Fin dall’inizio tuttavia è emerso che la dotazione di tali strumenti non costituiva un firewall in grado di proteggere l’intera massa di debito a rischio in Europa; massa nella quale è finito progressivamente anche lo stock di debito italiano.
Del resto un Paese con 1.900 miliardi di debito, di cui 1.600 negoziabili, e con un "roll over" di circa 350 miliardi annui non poteva non finire nell’occhio del ciclone.
La tempesta è arrivata in estate, nel luglio del 2011, quando il collocamento del debito italiano ha iniziato a diventare faticosissimo ed estremamente costoso.

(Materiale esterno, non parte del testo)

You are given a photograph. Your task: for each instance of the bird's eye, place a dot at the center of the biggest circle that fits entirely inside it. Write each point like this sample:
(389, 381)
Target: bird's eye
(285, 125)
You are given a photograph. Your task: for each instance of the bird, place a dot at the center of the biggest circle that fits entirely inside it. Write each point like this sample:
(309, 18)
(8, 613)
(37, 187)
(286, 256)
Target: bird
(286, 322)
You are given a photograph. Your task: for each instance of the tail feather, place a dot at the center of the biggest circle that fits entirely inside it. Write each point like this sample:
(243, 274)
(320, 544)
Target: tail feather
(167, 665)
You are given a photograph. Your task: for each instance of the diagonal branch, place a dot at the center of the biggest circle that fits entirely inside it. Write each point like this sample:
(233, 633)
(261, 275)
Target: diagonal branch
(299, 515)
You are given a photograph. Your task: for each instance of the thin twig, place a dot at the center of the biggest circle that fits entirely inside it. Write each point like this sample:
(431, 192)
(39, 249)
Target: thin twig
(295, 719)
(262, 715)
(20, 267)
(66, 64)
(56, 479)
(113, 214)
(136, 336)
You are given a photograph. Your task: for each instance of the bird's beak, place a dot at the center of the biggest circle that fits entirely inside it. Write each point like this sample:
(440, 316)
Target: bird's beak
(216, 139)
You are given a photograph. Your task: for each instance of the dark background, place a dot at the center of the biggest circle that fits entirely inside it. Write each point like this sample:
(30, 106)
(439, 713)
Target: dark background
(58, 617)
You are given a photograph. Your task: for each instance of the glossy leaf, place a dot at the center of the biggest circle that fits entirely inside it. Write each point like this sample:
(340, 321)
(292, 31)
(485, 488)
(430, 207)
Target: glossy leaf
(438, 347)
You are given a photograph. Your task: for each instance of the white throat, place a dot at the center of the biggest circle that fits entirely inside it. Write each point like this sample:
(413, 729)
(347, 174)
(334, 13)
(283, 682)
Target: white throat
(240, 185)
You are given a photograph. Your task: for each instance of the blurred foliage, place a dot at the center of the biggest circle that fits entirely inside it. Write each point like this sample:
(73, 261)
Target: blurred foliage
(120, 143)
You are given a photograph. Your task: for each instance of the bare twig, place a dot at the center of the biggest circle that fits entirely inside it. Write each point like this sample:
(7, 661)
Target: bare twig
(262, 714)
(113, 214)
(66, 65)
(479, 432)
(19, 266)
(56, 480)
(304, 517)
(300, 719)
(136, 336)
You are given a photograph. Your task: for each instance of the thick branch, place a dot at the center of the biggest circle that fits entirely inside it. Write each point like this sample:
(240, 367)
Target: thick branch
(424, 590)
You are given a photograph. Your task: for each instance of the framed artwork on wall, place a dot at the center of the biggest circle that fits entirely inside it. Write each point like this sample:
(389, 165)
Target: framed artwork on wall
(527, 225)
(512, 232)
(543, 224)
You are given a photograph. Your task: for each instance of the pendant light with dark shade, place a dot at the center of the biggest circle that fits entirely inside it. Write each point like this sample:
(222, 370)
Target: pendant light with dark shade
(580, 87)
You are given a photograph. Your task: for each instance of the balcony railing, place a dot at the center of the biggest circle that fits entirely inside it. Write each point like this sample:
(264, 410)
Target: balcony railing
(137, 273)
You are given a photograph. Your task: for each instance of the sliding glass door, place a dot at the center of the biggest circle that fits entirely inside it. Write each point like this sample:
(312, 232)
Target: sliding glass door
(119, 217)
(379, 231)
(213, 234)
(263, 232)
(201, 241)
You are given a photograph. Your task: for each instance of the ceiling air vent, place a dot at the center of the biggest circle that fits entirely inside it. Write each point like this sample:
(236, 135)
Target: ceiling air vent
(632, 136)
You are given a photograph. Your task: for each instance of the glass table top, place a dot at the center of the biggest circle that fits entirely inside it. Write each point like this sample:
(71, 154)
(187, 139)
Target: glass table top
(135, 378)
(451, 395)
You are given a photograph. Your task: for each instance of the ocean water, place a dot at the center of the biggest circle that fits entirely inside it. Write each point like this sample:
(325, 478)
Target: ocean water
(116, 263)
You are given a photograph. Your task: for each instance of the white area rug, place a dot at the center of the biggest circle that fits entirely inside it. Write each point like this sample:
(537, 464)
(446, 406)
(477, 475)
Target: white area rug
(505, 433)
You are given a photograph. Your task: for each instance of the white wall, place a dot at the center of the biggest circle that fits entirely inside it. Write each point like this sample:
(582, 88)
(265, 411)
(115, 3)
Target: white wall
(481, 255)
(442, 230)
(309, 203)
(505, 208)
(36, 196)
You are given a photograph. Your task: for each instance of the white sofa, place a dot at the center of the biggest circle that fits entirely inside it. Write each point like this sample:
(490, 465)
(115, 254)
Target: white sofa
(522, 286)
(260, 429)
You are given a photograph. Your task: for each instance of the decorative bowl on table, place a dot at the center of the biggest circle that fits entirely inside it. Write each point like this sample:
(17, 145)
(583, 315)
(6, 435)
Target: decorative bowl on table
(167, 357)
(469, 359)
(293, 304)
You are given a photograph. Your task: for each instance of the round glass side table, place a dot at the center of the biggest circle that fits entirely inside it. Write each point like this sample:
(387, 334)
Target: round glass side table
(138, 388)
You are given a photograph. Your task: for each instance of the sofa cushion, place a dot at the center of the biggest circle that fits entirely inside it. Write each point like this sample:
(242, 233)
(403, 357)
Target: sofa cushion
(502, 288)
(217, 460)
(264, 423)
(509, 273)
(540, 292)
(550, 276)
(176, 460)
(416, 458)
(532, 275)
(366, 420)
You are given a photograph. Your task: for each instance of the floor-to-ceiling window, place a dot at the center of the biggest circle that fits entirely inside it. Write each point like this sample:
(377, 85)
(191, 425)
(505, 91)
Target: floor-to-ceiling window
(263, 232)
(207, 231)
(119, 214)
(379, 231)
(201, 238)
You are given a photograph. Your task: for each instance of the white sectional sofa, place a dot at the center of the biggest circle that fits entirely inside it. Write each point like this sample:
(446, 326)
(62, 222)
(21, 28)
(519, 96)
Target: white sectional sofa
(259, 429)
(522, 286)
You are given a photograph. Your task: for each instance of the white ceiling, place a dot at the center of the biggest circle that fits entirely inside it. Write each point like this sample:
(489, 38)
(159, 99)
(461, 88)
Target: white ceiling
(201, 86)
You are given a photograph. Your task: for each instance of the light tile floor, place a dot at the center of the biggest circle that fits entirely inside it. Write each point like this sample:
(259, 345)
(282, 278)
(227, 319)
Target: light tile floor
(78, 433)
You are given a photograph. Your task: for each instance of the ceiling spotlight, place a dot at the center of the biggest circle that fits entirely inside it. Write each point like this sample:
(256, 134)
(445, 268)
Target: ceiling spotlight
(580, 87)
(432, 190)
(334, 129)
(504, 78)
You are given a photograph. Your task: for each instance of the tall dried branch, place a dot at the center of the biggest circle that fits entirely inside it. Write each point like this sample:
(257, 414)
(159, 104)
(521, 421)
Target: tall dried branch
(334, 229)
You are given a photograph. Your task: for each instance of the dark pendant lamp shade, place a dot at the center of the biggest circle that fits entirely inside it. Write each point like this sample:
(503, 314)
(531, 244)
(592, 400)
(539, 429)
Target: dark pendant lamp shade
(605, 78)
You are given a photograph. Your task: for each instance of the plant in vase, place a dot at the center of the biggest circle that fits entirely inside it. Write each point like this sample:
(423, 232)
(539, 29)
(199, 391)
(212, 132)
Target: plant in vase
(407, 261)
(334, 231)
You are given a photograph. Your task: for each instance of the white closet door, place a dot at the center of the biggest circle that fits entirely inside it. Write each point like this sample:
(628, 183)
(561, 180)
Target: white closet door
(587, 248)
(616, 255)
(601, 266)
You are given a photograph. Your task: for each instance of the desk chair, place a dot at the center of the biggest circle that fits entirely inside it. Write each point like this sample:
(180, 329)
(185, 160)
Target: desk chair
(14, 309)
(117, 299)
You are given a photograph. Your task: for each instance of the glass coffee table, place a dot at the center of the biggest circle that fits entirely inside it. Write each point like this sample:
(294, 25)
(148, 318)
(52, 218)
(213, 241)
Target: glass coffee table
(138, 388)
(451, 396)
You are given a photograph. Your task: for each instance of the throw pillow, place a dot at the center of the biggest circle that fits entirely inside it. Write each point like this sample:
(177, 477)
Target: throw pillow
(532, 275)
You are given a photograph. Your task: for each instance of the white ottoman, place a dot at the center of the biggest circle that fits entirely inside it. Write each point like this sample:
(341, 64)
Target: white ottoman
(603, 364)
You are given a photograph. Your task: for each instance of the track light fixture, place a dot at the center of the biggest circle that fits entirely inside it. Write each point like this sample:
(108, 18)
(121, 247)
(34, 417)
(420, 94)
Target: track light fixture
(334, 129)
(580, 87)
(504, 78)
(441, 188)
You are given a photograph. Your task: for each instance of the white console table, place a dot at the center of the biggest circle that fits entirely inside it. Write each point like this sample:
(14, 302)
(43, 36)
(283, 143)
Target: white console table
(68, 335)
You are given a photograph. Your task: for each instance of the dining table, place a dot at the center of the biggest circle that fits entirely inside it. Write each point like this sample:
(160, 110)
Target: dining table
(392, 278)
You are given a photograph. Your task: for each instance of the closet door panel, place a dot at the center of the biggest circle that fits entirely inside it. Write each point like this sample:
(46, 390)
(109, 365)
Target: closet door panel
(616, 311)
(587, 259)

A quel punto, per evitare il tracollo dell’intera area euro, la Bce ha iniziato a comprare titoli di Stato italiani sul mercato secondario, pagandoli molto e di fatto peggiorando i propri asset (ha dovuto liquidare i propri titoli migliori per trovare la liquidità necessaria per acquistare quelli italiani). In questo senso nel giro di pochi mesi la qualità del portafoglio della Bce è scaduta e il suo bilancio si è oltremodo appesantito suscitando le ire tedesche, principale contributore della Bce oltre che del Fondo "Salva Stati".

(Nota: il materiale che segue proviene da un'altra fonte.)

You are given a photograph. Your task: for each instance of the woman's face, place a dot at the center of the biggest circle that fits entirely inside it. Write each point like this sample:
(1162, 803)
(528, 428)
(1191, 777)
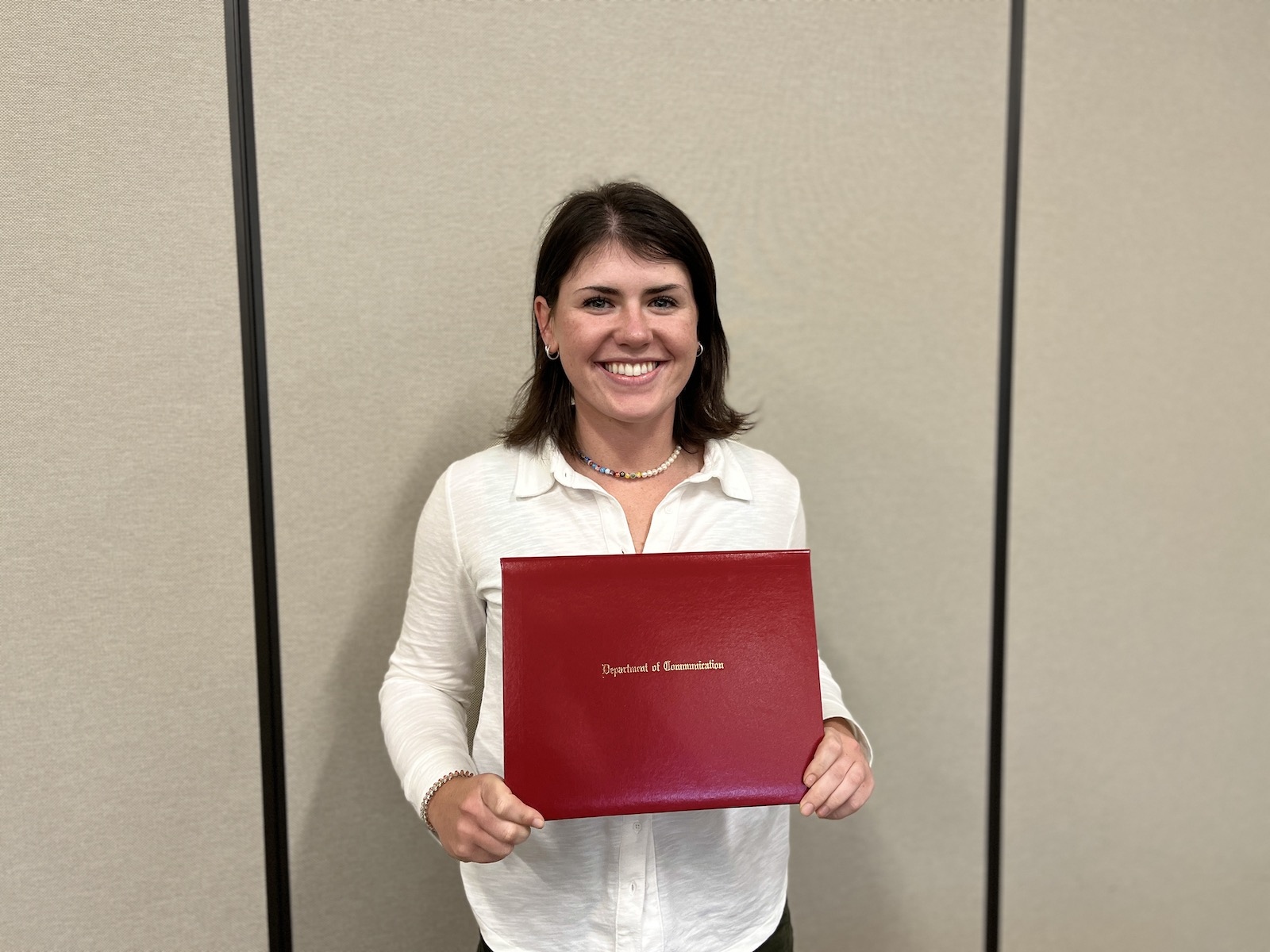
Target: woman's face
(626, 332)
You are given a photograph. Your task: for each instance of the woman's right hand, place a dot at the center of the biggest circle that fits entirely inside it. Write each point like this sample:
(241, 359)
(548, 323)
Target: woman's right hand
(479, 819)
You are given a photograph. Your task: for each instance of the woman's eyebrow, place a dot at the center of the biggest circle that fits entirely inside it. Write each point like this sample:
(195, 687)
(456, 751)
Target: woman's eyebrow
(658, 290)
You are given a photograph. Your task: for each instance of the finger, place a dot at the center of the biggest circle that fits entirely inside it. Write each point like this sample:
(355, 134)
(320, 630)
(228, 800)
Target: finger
(826, 753)
(506, 831)
(507, 806)
(856, 800)
(851, 781)
(823, 787)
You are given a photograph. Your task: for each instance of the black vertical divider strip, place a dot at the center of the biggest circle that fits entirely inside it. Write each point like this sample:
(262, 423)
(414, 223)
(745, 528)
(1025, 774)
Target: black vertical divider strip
(1001, 531)
(247, 215)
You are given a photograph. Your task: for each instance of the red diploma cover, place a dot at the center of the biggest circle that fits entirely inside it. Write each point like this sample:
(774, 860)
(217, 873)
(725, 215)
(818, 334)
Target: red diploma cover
(643, 683)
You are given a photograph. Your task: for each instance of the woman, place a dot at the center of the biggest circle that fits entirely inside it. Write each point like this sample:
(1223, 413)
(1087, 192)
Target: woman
(620, 443)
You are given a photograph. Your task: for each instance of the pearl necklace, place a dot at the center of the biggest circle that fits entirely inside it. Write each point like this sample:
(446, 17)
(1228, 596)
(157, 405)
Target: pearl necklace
(622, 475)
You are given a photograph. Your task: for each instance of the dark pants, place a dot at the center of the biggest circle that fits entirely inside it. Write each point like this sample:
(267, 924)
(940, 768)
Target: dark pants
(780, 941)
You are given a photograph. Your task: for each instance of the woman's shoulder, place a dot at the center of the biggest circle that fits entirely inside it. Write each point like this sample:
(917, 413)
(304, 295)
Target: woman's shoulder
(488, 469)
(762, 470)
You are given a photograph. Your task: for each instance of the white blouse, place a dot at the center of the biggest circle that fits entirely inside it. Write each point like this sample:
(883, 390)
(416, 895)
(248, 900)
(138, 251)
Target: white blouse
(704, 880)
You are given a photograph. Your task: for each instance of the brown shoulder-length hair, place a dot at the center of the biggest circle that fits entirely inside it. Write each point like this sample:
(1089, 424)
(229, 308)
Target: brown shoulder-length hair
(648, 226)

In pratica nell’autunno il debito pubblico italiano era sostenuto pressoché interamente, nelle sue nuove emissioni, dalla Bce, mentre sui quotidiani del nostro Paese uscivano appelli alla sottoscrizione patriottica del debito sovrano. Neppure questa condotta è stata sufficiente a calmare le tensioni, e si è giunti persino alla situazione di vera emergenza, nella quale i rendimenti dei titoli a breve del debito italiano erano più alti di quelli a medio termine; un indicatore per cui i mercati ritenevano possibile un default almeno parziale del debito italiano, non più interamente rimborsabile. In un simile clima, avanzava la colossale ristrutturazione del debito greco che, per la prima volta nella storia, ha di fatto significato una decurtazione del 75% del valore reale delle obbligazioni di pressoché tutti i detentori di bond ellenici.

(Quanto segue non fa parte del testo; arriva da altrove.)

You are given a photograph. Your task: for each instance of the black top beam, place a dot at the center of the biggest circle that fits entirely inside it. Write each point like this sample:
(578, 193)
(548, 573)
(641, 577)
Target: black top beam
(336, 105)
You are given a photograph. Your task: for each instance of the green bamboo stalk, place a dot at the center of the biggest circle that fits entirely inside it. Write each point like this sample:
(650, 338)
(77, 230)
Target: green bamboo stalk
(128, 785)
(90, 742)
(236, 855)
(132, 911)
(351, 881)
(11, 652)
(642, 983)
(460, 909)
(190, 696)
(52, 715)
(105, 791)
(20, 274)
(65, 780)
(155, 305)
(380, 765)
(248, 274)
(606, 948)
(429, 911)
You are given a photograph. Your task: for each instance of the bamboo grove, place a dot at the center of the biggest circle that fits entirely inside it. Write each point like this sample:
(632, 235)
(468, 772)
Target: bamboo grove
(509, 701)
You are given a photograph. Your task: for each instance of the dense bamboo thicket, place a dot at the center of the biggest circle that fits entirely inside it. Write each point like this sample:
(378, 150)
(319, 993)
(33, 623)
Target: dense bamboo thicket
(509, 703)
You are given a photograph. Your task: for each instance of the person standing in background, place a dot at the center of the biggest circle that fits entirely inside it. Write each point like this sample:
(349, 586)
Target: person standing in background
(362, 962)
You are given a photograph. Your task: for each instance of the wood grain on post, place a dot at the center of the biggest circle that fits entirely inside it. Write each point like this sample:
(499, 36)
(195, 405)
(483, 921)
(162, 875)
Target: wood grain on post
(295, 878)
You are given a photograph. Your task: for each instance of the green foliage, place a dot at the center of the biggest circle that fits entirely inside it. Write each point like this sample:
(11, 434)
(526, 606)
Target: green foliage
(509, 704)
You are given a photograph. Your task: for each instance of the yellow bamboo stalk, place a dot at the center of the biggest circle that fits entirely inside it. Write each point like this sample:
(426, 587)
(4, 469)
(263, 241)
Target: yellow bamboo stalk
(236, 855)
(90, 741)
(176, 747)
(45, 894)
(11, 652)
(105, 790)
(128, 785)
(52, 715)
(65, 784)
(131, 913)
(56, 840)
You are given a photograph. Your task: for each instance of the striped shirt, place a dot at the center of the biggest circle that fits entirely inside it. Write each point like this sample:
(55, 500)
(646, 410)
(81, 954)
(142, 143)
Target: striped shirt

Per evitare la tragedia finale la Bce ha messo in cantiere due operazioni di liquidità pronta cassa all’1% per gli istituti di credito in grado di presentare collaterali accettabili. Con tale liquidità le banche hanno potuto rifinanziarsi ed hanno comprato stock di titoli appena emessi, consentendo un raffreddamento degli spread e il rapido rallentamento degli acquisti sul secondario operati dalla Fed
Lo stato del Paese, della nazione direbbero gli anglosassoni d’Oltreoceano, deve essere valutato all’interno di questo scenario e può essere sintetizzato in alcuni punti essenziali:
1) la tenuta dei conti del Paese è affidata a una manovra pesantissima, dall’effetto cumulato di 82,4 miliardi in larghissima parte poggiata su aumento del carico fiscale, destinato ad avvicinarsi al 45,3%, e da tagli che continuano ad essere lineari. Una manovra che peraltro sconta una incredibile confusione in materia di certezza di diritto e di scadenze;
2) il sistema bancario è in gravissimo affanno ed è imbottito di titoli di Stato italiani, e quindi a bassa patrimonializzazione; ciò ha ridotto in maniera marcatissima l’accesso al credito o lo ha subordinato a condizioni insostenibili;
3) permane l’incapacità di intaccare il debito primario -che ancora nel 2011 è cresciuto al 123% del Pil e sembra, secondo le stime del Def ministeriale, destinato a non ridursi per effetto del combinato disposto di aumento interessi e costo del sostegno europeo che vanificano persino un consistente avanzo primario, assai superiore al 5%;
4) sta scomparendo la spesa in investimenti, che nel 2011 è stata nel nostro Paese pari a 55 miliardi di euro, a fronte di una spesa corrente di oltre 750 miliardi di cui 84 in conto interessi, poco meno della spesa sanitaria, pari a 112 miliardi.